Не знакомый с подробным планом лабиринта вполне мог тут и заблудиться. И тогда ему не оставалось бы ничего иного, кроме как, закрыв глаза, прислушиваться к звукам тихо воющих стиральных машин, к пластмассовому плеску воды в невидимых трубах, к раскатистому эху от хлопнувшей автомобильной дверцы и к краткому электронному сигналу, какой обычно издает заблокированный центральный замок, ведь эти звуки, не исчезающие никогда, вечно живущие, вполне могли бы сыграть роль разметки и знаков дорожного движения.
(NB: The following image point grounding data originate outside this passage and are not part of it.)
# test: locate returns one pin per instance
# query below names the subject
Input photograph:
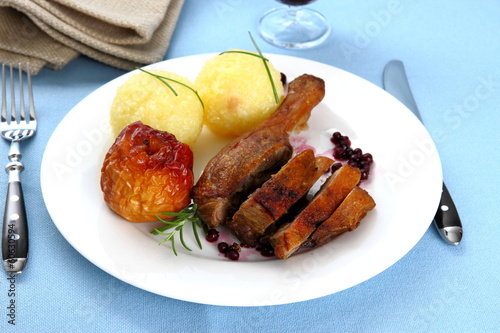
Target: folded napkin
(120, 33)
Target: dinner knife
(446, 220)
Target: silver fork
(15, 127)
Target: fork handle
(15, 226)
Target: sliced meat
(249, 160)
(345, 218)
(291, 235)
(268, 203)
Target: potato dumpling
(237, 92)
(145, 98)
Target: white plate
(406, 185)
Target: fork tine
(22, 112)
(4, 96)
(12, 96)
(30, 92)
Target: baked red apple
(146, 172)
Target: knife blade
(446, 220)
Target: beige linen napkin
(120, 33)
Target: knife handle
(15, 230)
(447, 219)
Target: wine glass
(294, 26)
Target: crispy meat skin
(268, 203)
(345, 218)
(249, 160)
(291, 235)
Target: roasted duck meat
(345, 218)
(276, 196)
(249, 160)
(331, 194)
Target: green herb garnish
(165, 80)
(186, 215)
(264, 60)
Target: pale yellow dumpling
(237, 92)
(144, 97)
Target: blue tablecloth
(451, 50)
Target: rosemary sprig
(186, 215)
(165, 80)
(264, 60)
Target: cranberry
(212, 236)
(223, 246)
(354, 157)
(232, 254)
(336, 166)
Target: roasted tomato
(146, 172)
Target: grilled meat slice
(249, 160)
(268, 203)
(345, 218)
(291, 235)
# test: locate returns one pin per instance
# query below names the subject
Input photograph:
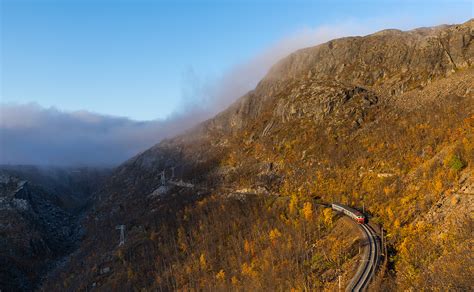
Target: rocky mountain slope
(34, 232)
(385, 120)
(39, 212)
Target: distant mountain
(73, 186)
(385, 120)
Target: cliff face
(385, 119)
(34, 230)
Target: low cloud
(30, 134)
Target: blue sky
(136, 58)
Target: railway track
(369, 264)
(372, 251)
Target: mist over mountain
(33, 134)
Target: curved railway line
(371, 258)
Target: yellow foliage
(203, 262)
(221, 275)
(274, 234)
(327, 216)
(308, 211)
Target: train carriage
(351, 212)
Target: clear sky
(130, 58)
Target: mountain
(385, 121)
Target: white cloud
(30, 134)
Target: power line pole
(383, 247)
(122, 234)
(163, 180)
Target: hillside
(385, 120)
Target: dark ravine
(40, 210)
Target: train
(351, 212)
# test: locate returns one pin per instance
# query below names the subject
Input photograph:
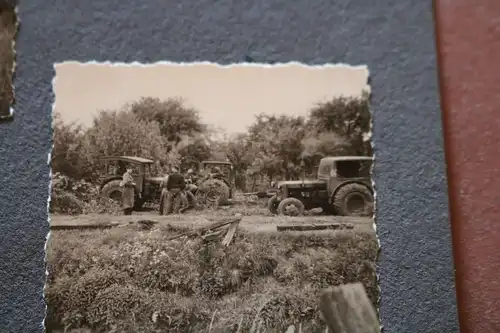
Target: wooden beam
(347, 309)
(309, 227)
(200, 231)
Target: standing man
(163, 194)
(128, 192)
(175, 187)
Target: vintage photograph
(209, 198)
(8, 30)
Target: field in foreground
(122, 280)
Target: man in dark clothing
(175, 187)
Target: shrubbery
(168, 132)
(69, 196)
(122, 280)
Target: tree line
(275, 147)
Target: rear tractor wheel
(272, 205)
(113, 191)
(291, 207)
(354, 200)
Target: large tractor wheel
(113, 191)
(214, 191)
(354, 200)
(272, 205)
(291, 207)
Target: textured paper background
(469, 50)
(394, 38)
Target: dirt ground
(255, 218)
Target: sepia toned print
(8, 29)
(209, 198)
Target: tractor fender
(107, 180)
(334, 192)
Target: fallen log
(347, 309)
(86, 226)
(311, 226)
(205, 229)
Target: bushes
(124, 281)
(69, 196)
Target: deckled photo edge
(367, 89)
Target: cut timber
(83, 226)
(206, 229)
(347, 309)
(309, 227)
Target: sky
(228, 97)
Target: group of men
(174, 186)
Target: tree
(276, 144)
(67, 142)
(174, 119)
(181, 126)
(122, 133)
(348, 118)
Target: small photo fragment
(208, 198)
(8, 29)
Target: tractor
(343, 187)
(214, 186)
(147, 187)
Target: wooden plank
(347, 309)
(200, 231)
(310, 226)
(86, 226)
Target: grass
(8, 29)
(122, 280)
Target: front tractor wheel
(291, 207)
(354, 200)
(272, 205)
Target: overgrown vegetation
(120, 280)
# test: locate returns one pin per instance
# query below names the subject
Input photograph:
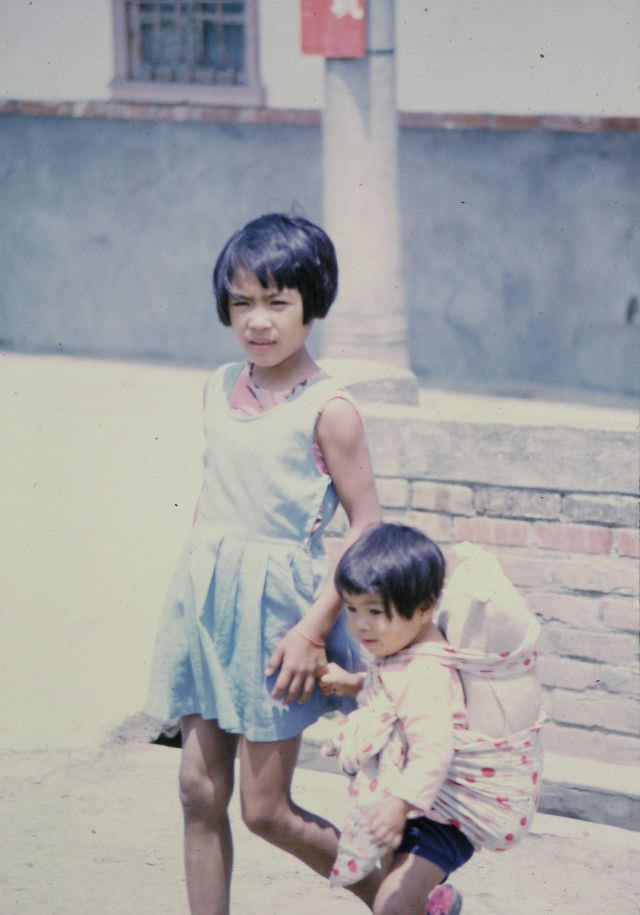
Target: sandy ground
(100, 834)
(100, 468)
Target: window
(187, 51)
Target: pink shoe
(444, 900)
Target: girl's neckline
(294, 394)
(287, 391)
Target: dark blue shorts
(440, 843)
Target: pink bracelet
(315, 642)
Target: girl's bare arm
(343, 441)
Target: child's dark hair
(289, 251)
(398, 562)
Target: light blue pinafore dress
(251, 568)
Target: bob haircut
(398, 562)
(289, 251)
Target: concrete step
(572, 786)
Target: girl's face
(268, 323)
(374, 630)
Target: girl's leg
(206, 786)
(266, 771)
(406, 886)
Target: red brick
(618, 613)
(517, 503)
(439, 497)
(628, 543)
(492, 531)
(436, 526)
(606, 576)
(608, 647)
(574, 538)
(615, 713)
(568, 608)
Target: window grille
(187, 51)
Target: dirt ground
(100, 834)
(101, 471)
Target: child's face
(374, 630)
(268, 323)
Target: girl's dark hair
(396, 561)
(289, 251)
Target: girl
(252, 616)
(424, 787)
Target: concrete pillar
(368, 320)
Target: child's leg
(406, 886)
(206, 785)
(266, 771)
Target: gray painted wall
(521, 250)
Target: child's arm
(343, 442)
(428, 729)
(336, 681)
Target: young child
(252, 614)
(426, 791)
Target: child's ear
(427, 607)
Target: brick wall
(559, 507)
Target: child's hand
(336, 681)
(386, 822)
(300, 664)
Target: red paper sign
(333, 28)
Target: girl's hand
(300, 664)
(386, 822)
(337, 681)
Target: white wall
(55, 50)
(486, 56)
(453, 55)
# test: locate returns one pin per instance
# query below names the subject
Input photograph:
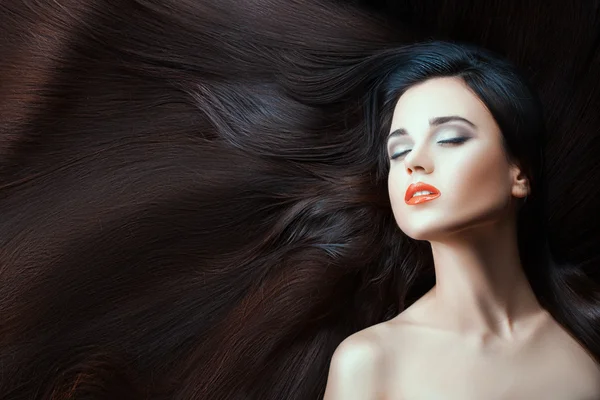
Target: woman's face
(474, 180)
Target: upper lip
(417, 187)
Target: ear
(520, 183)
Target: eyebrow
(433, 122)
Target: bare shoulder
(355, 367)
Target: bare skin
(480, 332)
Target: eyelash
(453, 142)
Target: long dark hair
(190, 205)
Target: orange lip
(417, 187)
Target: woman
(188, 208)
(464, 134)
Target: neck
(481, 288)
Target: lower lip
(422, 199)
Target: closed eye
(451, 142)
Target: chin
(418, 233)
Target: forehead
(439, 97)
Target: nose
(418, 160)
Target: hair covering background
(162, 188)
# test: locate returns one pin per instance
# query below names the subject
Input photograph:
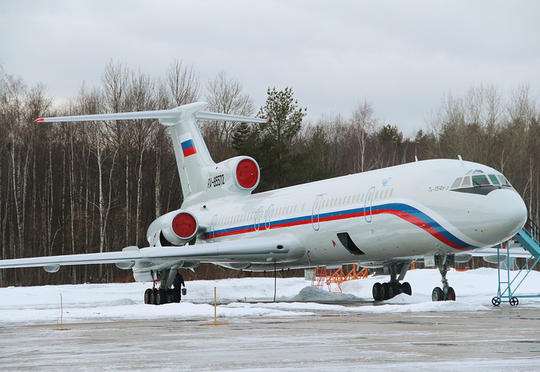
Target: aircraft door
(316, 212)
(268, 216)
(258, 222)
(368, 204)
(213, 223)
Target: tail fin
(192, 156)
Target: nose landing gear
(446, 293)
(386, 291)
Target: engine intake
(184, 225)
(174, 228)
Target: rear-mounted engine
(174, 228)
(238, 174)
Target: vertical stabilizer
(192, 156)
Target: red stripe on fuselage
(403, 215)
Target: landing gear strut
(388, 290)
(163, 294)
(446, 293)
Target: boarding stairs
(529, 238)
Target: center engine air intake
(174, 228)
(184, 225)
(247, 173)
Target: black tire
(377, 292)
(162, 295)
(450, 294)
(406, 288)
(437, 294)
(387, 291)
(148, 296)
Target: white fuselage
(398, 212)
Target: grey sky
(401, 56)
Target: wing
(489, 254)
(245, 250)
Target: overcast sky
(400, 56)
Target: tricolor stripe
(401, 210)
(188, 147)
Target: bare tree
(225, 95)
(364, 122)
(183, 83)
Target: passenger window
(494, 179)
(480, 180)
(456, 183)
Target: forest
(95, 187)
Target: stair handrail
(532, 229)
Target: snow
(250, 298)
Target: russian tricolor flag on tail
(188, 148)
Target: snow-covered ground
(251, 297)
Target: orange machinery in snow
(322, 276)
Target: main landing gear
(388, 290)
(163, 294)
(155, 296)
(446, 293)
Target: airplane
(439, 211)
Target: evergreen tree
(275, 152)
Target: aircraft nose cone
(509, 212)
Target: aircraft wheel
(406, 288)
(162, 296)
(377, 292)
(387, 291)
(450, 294)
(169, 295)
(154, 300)
(148, 296)
(437, 294)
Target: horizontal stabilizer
(167, 116)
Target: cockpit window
(456, 183)
(503, 180)
(480, 180)
(493, 179)
(466, 182)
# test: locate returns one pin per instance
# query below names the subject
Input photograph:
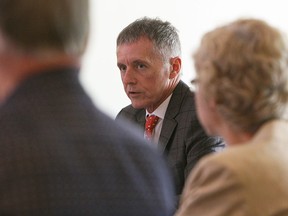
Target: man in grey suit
(242, 94)
(148, 57)
(59, 155)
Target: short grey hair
(163, 35)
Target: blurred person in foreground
(59, 155)
(242, 95)
(149, 60)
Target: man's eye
(141, 66)
(122, 68)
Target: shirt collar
(161, 110)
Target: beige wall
(100, 75)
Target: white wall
(192, 18)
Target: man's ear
(175, 67)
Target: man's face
(144, 75)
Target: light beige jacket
(250, 179)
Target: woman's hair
(243, 67)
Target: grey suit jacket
(61, 156)
(247, 179)
(182, 139)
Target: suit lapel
(173, 109)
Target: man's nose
(129, 76)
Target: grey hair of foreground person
(243, 67)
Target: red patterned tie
(151, 122)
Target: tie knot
(151, 122)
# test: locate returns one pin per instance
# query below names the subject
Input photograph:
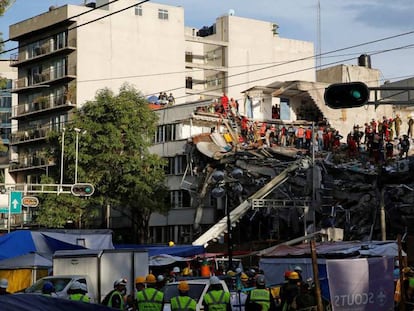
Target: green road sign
(15, 203)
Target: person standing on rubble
(397, 125)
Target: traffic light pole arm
(38, 188)
(387, 101)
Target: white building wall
(256, 56)
(145, 51)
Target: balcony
(31, 135)
(31, 162)
(42, 105)
(44, 79)
(47, 49)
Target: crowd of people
(382, 140)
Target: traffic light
(82, 190)
(346, 95)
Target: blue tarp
(177, 250)
(32, 302)
(45, 243)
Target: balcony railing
(42, 103)
(29, 135)
(44, 49)
(45, 77)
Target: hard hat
(120, 282)
(83, 287)
(75, 285)
(293, 276)
(4, 283)
(214, 280)
(150, 279)
(260, 280)
(183, 286)
(48, 287)
(140, 280)
(186, 271)
(231, 273)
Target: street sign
(15, 202)
(30, 201)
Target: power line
(77, 26)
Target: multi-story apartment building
(68, 53)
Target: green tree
(113, 155)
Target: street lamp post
(77, 130)
(224, 184)
(62, 159)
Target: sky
(340, 30)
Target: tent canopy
(30, 260)
(177, 250)
(46, 242)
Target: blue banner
(364, 284)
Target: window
(165, 133)
(138, 10)
(176, 165)
(180, 199)
(163, 14)
(59, 41)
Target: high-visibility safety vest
(79, 297)
(217, 300)
(262, 297)
(150, 299)
(183, 303)
(116, 293)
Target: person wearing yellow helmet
(183, 302)
(150, 299)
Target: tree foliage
(114, 136)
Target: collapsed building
(270, 192)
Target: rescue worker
(76, 293)
(290, 290)
(115, 298)
(48, 289)
(139, 286)
(4, 283)
(183, 302)
(260, 299)
(216, 299)
(150, 299)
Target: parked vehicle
(61, 283)
(98, 269)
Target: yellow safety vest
(183, 303)
(217, 300)
(150, 299)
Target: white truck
(98, 269)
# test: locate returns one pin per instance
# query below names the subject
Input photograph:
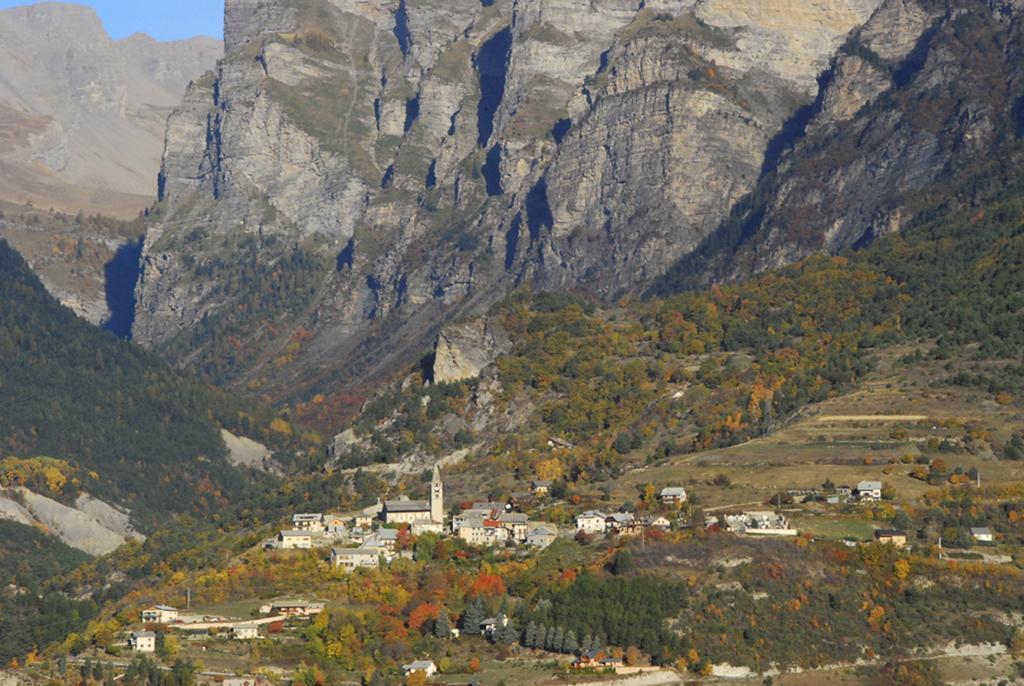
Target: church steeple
(437, 498)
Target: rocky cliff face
(82, 116)
(923, 98)
(357, 172)
(466, 348)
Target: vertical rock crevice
(492, 70)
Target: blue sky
(164, 19)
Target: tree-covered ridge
(30, 616)
(139, 433)
(706, 369)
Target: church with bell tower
(437, 497)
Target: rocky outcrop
(92, 526)
(247, 453)
(83, 115)
(420, 159)
(918, 101)
(466, 348)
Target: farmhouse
(160, 614)
(308, 522)
(292, 608)
(759, 523)
(623, 523)
(596, 659)
(427, 667)
(592, 521)
(294, 541)
(541, 537)
(540, 486)
(143, 641)
(245, 632)
(365, 556)
(336, 525)
(515, 524)
(673, 496)
(491, 625)
(891, 537)
(656, 521)
(869, 490)
(982, 534)
(385, 538)
(419, 527)
(482, 531)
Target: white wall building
(160, 614)
(312, 522)
(869, 490)
(295, 541)
(245, 632)
(592, 521)
(143, 641)
(352, 558)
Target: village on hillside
(378, 536)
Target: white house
(672, 496)
(245, 632)
(292, 608)
(869, 490)
(592, 521)
(427, 667)
(352, 558)
(542, 537)
(482, 531)
(384, 538)
(982, 534)
(621, 522)
(657, 521)
(759, 523)
(143, 641)
(336, 525)
(421, 527)
(295, 541)
(516, 524)
(312, 522)
(160, 614)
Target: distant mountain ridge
(82, 116)
(355, 173)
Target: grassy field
(848, 438)
(834, 528)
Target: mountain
(354, 173)
(923, 103)
(83, 116)
(114, 422)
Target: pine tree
(507, 635)
(442, 626)
(569, 645)
(472, 617)
(530, 639)
(557, 640)
(542, 637)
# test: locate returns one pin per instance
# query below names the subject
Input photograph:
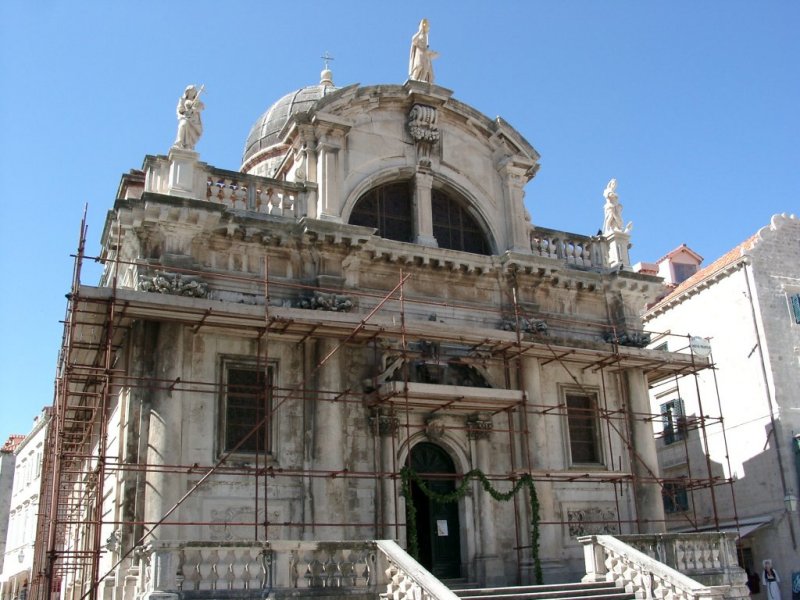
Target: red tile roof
(12, 442)
(723, 261)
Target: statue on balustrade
(190, 125)
(612, 221)
(771, 581)
(420, 63)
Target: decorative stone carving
(636, 339)
(190, 125)
(326, 301)
(175, 284)
(387, 425)
(612, 220)
(420, 61)
(423, 129)
(435, 428)
(535, 326)
(479, 428)
(593, 520)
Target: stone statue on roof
(190, 125)
(420, 62)
(612, 220)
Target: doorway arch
(438, 526)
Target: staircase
(560, 591)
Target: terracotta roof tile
(12, 442)
(723, 261)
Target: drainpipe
(775, 431)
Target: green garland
(525, 480)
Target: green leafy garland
(408, 475)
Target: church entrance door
(438, 528)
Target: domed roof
(266, 129)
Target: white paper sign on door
(441, 528)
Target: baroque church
(357, 335)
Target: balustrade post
(594, 558)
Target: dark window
(583, 431)
(796, 308)
(683, 271)
(454, 227)
(388, 209)
(247, 397)
(673, 420)
(675, 497)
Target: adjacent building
(738, 425)
(17, 558)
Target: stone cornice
(672, 301)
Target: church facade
(323, 344)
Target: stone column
(514, 179)
(163, 489)
(387, 427)
(309, 143)
(617, 243)
(423, 218)
(542, 458)
(490, 568)
(329, 490)
(647, 492)
(183, 175)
Принадлежавший Анне-Мари хетчбэк «Рено» стоял между «Ягуаром», на котором ездил преподаватель латыни из гимназии «Кирхенфельд», и «Фольксвагеном», пребывавшем в собственности у разведенной матери с двумя детьми семи и девяти лет. На тахометре у «Рено» давно уже крутилась вторая сотня тысяч километров. Однако его предыдущие хозяева, да и сама Анна-Мари, относились к машине аккуратно, в срок проводя технический осмотр и вовремя меняя зимнюю резину на летнюю. На улицу из гаража вела спиралевидная бетонная рампа. Повинуясь сигналу, посланному снизу датчиками, железные створки ворот наверху начинали раскрываться, и пожилой «Рено», повизгивая шинами, вылетал на улицу.
* * *
Последний раз на такой выставке они были в начале весны. Музей фотографии светился изнутри. На входе предлагали бокал пузырящегося просекко, в пестрой толпе присутствовали иностранцы, говорящие на разных языках. Анна-Мари сразу растворилась в медленно вращающейся массе людей. Это называлось модным словом «нетворкинг», в переводе «налаживание связей и контактов». Андреас ходил вдоль стен и вглядывался в широкоформатные изображения перекопанных строительной техникой улиц, в фотографии уличных кафе, состоявших из пары-тройки пластиковых столов и стульев, отнесенных на самый край тротуара, на панорамы железнодорожных станций, погруженных в сине-белый свет ночных прожекторов.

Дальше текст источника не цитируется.